Knowingly contributing to my daughter’s future feelings of inadequacy is not an option. As uncomfortable as I am at times in my own skin, it is essential to set that aside and make some positive changes in my life. What better motivator than preserving my daughter’s “I am fabulous as I am” smile? The next time my daughter asks to play in her swimsuit, I’m going to put mine on too. We’ll dance hula together in front of the mirrors in her playroom. I’ve had the same “don’t look at me” black swimsuit for nearly a decade. Perhaps it is time for my own electric blue eye catcher? When we go to the pool, I’m going to force myself to rip the t-shirt and shorts that cover my suit off with the same enthusiasm she possesses. I’m going to make a genuine effort not to care what might be too white or purple. If all four of my buns are hanging out, so be it. My body is my body. When my rational mind takes a look around, I know I’m no mutant. I’m just a woman. My body may not sell magazines, but my goal has never involved being a cover girl. My ultimate goal is to be a good mom and give my daughter all the tools in life that will help her grow into a confident woman who is happy with all of the amazing things that make her, HER. If she misses out on one experience that could have brought her joy as a result of a poor self-image it will have been one too many.

Who knows. Maybe after a time of demonstrating a positive self-image for her, I’ll actually learn how to have one for real versus faking it for her good. My brain is capable of reprogramming, right? Kind of makes me wonder who the teacher really is here, her or me?

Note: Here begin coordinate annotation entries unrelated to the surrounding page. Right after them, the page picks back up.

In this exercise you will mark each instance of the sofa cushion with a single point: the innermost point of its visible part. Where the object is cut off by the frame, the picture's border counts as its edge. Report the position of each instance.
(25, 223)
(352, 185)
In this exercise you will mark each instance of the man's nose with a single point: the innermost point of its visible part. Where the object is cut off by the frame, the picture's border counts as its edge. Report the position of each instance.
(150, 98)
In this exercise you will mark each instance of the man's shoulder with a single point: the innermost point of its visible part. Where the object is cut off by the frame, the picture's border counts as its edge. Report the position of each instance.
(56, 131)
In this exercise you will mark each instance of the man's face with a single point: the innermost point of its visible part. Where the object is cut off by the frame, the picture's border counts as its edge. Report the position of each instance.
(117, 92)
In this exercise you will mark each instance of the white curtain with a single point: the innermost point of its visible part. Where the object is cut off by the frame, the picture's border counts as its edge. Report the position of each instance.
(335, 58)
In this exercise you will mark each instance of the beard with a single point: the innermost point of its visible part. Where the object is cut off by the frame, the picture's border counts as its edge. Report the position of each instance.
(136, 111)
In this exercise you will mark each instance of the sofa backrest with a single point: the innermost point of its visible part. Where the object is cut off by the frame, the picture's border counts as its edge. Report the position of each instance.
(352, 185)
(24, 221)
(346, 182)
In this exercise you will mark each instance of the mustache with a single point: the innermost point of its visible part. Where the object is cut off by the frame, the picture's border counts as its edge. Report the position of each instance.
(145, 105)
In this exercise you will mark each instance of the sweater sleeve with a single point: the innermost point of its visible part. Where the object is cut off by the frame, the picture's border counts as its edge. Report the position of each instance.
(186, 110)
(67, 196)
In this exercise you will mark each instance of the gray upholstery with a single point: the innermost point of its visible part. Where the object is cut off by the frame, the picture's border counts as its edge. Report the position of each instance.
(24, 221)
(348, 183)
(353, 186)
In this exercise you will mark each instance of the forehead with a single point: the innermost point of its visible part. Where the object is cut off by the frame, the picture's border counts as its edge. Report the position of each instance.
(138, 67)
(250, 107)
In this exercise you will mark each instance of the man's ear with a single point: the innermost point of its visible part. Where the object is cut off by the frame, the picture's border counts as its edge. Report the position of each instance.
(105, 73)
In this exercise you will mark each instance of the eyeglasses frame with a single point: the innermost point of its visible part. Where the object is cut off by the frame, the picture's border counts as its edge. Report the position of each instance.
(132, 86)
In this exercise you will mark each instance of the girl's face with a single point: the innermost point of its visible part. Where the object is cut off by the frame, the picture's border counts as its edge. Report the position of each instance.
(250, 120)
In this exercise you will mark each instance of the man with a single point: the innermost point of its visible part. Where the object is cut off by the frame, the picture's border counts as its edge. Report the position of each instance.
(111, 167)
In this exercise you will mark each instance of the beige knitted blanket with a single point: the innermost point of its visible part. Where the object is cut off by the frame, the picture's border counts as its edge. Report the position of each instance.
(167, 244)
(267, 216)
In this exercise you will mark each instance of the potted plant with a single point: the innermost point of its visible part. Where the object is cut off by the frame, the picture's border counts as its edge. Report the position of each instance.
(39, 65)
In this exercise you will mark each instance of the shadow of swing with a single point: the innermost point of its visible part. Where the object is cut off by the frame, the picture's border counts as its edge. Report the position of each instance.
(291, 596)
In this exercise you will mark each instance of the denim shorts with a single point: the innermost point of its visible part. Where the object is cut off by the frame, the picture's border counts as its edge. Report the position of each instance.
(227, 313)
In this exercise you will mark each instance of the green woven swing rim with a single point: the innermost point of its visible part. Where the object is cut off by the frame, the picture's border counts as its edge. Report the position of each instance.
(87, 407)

6 Responses to “Perfect 10”

  1. Tricia says:

    Lisa, I LOVE this post. I have that same black swimsuit and have had to done it more times than I’d like in order to help my little guy experience things. Standing with my neighbors at the pool leaves me feeling so vulnerable, and judged, but most likely its me doing all that negative judging. I’ve been dreading the upcoming swim suit season, but maybe I need to join you in a shopping spree for a turquoise number and remember to dance like your daughter. Your post and your thoughts, and life from a 3-year-old’s perspective is inspiring!

  2. Amy says:

    I really was moved by your post! I may have to join you and Tricia … I have been wearing the same maternity swim suit I bought during my first pregnancy (my oldest is 14 now)!!!

  3. RockstarMama says:

    SUCH a good post. OH to be a 3-year old. Stupid adult brain. Very thought-provoking; love it.

  4. Lori says:

    Lisa – this is probably one of the best things I’ve ever read!!! Thank you thank you thank you for the inspiration this summer. Perhaps I’ll be able to change my body image too and won’t affect my kids like my parents did.

  5. Emily (esuzanne) says:

    Love this Lisa!!! Thanks!

  6. Lauren says:

    This is so great- I completely agree, and good for you to be so self-aware now when your daughter is 3—she will be better for it!